With Christmas approaching why not treat yourself to your very own “Christmas” tree and what would make a better choice than a Birch – guaranteed to brighten any gloomy winters day.  While a lot of the Birches can be too big for a lot of smaller gardens, some of the Himalayan birch verities are an ideal choice for a small space.

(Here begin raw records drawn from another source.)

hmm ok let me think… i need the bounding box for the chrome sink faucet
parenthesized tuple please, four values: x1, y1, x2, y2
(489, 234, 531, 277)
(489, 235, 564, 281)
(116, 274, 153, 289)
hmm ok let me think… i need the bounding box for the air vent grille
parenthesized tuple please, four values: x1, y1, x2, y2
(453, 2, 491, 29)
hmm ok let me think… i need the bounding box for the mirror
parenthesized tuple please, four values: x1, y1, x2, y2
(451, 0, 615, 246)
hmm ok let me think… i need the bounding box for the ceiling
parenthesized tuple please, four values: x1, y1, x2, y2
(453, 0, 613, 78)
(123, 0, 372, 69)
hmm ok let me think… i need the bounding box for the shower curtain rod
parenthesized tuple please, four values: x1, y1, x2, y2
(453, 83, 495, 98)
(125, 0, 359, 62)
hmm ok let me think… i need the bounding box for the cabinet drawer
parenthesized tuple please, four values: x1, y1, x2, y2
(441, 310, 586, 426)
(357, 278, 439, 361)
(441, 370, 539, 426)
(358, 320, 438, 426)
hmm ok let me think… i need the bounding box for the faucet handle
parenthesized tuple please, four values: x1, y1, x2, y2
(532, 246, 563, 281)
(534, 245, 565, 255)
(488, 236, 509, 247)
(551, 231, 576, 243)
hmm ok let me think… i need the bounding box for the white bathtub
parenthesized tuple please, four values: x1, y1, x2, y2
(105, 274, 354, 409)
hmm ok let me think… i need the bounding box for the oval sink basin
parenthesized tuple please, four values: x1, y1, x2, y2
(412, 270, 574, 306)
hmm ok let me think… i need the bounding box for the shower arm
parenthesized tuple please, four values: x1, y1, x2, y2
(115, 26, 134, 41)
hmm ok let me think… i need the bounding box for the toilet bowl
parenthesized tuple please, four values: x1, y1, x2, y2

Birches are “pioneer” trees: often the first to emerge on clear-felled ground or to spring up robustly after a devastating fire. They are generally free of serious pests and diseases, content on dry or wet sites, on acid or alkaline soils. They are always graceful, kindly with their shade and steadfast in a gale. They bring all these attributes to a garden and stand equally well as a specimen on the front lawn or in close-planted groups, where just a few can suggest a modest copse.

 

That kindly shade, truly dappled, is perfect over areas where spring flowers are grown or where an under-storey of shade-loving shrubs and perennials is required. There are many named varieties of birch and, pleasingly, new ones continue to turn up in nurserymen’s lists. One that is tried and tested and beloved of gardeners, for formal and informal schemes alike, is Betula utilis var. jacquemontii, a medium-sized tree with chalk-white papery bark that peels in bands to reveal a new skin in warm shades of cream or pink buff, distinctively marked with horizontal dashes.

 

The 2in-long, toothed leaves of this Himalayan birch are dark green, with paler undersides that cause the tree to shimmer when stirred by a breeze. Buttery yellow in the autumn, some leaves turn toffee-coloured as they fall. Catkins abound in the spring.  Some gardeners clean up birches by peeling away old bark to expose the new. Left alone, the dead bark crinkles and falls away in time, giving the tree a more rugged, less manicured, appearance.

 

Low branches can be removed, allowing for a 6ft or 8ft clear stand of white trunk that may eventually attain a girth of several feet. This method of cultivation makes space for a greater selection of other plants to be grown close by.

 

Himalayan Birches can make great feature trees within a lawn but can also be combined well in the border too. They look great underplanted with other spring flowering perennials like hellebores, brunnera and ferns. Add a bit of Sarcococca and Cornus Midwinter Fire to the scheme and you have a little bit of planting that will look good all year round. Don’t be scared of planting trees,  they can be great additions to your garden and can actually make your space feel bigger as they lead your eye up towards the sky.